The report of the Ministry of Industry and Trade shows that currently, there are about 350 enterprises producing cars related to the whole country, including about 40 enterprises have produced and assembled cars with the domestic production and assembly output meeting 70 percent of demand for cars under 9 seats in the country.
Two domestic enterprises, TC Motor and THACO account for more than 50 percent of assembled and imported vehicles; 60 percent of cars are produced domestically.
However, domestic production is facing fierce competition with imported cars that have preferential tax advantages under commitments. In 2019, the number of cars from ASEAN countries (0 percent import tax) increased rapidly with a turnover of nearly $3 billion, doubling compared to 2018.

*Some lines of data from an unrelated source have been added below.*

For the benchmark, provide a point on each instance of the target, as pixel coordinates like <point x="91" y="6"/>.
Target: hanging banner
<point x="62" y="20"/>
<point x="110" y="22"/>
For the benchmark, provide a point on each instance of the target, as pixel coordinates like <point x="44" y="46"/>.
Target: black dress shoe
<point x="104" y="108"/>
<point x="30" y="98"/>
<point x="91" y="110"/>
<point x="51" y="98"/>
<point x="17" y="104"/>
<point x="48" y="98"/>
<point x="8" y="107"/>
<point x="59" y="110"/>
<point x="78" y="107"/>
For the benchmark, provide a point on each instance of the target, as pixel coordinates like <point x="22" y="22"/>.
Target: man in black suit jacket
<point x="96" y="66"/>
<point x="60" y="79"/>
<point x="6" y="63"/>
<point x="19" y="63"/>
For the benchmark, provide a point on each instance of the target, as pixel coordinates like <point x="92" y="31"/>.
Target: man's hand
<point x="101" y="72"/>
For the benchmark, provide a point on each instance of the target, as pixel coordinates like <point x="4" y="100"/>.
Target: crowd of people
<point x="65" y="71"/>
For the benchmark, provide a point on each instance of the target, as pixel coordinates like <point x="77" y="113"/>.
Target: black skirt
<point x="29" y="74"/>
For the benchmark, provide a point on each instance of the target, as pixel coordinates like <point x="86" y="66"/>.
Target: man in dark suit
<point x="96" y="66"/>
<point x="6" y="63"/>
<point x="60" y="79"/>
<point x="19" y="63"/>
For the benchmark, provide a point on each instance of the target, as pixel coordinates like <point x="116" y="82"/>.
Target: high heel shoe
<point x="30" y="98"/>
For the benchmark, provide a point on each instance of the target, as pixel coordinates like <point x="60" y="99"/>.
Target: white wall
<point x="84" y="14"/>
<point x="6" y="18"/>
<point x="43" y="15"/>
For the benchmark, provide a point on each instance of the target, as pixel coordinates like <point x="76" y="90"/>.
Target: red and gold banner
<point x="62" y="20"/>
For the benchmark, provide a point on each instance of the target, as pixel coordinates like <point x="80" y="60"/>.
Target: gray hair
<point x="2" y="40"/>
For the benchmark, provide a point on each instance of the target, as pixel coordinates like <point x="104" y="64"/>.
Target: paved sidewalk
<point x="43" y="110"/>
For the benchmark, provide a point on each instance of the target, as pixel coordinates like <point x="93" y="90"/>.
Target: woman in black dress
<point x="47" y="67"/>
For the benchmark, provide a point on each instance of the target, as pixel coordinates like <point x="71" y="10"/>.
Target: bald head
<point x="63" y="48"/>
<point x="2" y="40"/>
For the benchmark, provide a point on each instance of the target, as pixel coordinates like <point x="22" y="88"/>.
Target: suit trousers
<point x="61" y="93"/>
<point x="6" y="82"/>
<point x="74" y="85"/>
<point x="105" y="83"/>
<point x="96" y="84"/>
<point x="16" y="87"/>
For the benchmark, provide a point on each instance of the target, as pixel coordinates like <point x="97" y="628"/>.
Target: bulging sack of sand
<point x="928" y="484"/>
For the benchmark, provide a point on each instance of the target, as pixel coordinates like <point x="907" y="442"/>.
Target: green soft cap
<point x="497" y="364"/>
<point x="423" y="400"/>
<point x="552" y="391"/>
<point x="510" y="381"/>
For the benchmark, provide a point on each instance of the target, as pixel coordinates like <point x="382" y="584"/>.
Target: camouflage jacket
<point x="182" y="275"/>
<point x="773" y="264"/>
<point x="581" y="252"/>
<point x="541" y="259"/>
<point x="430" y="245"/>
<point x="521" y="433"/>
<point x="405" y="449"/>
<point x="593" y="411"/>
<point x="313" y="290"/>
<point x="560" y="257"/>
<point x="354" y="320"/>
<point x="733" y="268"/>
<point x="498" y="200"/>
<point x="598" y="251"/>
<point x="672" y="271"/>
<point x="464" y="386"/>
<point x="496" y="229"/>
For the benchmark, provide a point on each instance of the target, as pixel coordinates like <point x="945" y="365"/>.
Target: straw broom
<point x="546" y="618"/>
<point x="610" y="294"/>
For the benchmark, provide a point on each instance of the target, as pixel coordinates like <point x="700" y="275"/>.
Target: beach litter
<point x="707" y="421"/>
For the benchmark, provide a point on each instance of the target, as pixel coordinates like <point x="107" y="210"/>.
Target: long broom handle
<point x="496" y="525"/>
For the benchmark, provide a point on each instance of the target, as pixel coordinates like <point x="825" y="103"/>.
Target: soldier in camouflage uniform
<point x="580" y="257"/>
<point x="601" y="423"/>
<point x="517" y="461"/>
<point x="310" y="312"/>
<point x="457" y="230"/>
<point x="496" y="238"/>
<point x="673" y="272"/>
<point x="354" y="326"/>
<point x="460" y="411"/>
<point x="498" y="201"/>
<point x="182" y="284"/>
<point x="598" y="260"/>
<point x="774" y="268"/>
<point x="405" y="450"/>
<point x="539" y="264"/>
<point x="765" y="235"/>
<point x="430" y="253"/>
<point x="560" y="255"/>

Along with that, in the future, many new generation bilateral and multilateral Free Trade Agreements (FTA) such as EVFTA (Vietnam - EU FTA), Comprehensive and Progressive Agreement for Trans-Pacific Partnership (CPTPP) ) and RCEP will continue to be implemented, so Vietnam will gradually reduce and eliminate import taxes on vehicles originating from countries such as the EU, China, South Korea and Japan.
This will make it very tough for domestic manufacturing enterprises to survive and develop.
After decades of poor results, the Vietnamese automobile industry is gaining new development milestones, event miracles. This result is aided by the Government's policies and the efforts of enterprises. Tt is time we needed a new strategy and reasonable policies to promote the growth of Vietnam's automobile industry.